A review by lorrainelowereads
Charlotte Gray by Sebastian Faulks

4.0

I’m not ashamed to say I sobbed my way through the last 60 pages of this book. I hadn’t got high expectations for it when I started; the previous Faulks novel I had read didn't do much for me and I haven’t seen the movie version of Charlotte Gray. The book is the story of Charlotte, who is one of the most interesting and best written characters I have come across in a while, as she moves to London from Edinburgh in 1942, so the height of WW2. Her life changes quickly when she falls in love with an RAF pilot who then goes missing in France, and at the same time she gets employed by the secret service to go to France as a messenger and courier.

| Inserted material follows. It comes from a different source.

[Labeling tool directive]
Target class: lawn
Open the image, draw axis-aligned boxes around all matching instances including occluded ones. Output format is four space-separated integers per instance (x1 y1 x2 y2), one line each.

Her plan is to try to find her pilot while she is there but instead she gets swept up in the resistance activities in the small town she is based in. I found Charlotte’s story itself really interesting and the book opened my eyes to Vichy France, which I had never heard of. But the reason I was so traumatised at the end was the secondary story of two young Jewish boys (exactly the same age as my two boys) who were being hidden in the town where Charlotte was living, and whose parents had already been taken by the Gendarmes.....I knew from the beginning these two boys were doomed, and they were, but it was the description of how these two children, plus the hundreds like them without their parents, were treated while in the camps that devastated me........a really tough, but worthwhile read.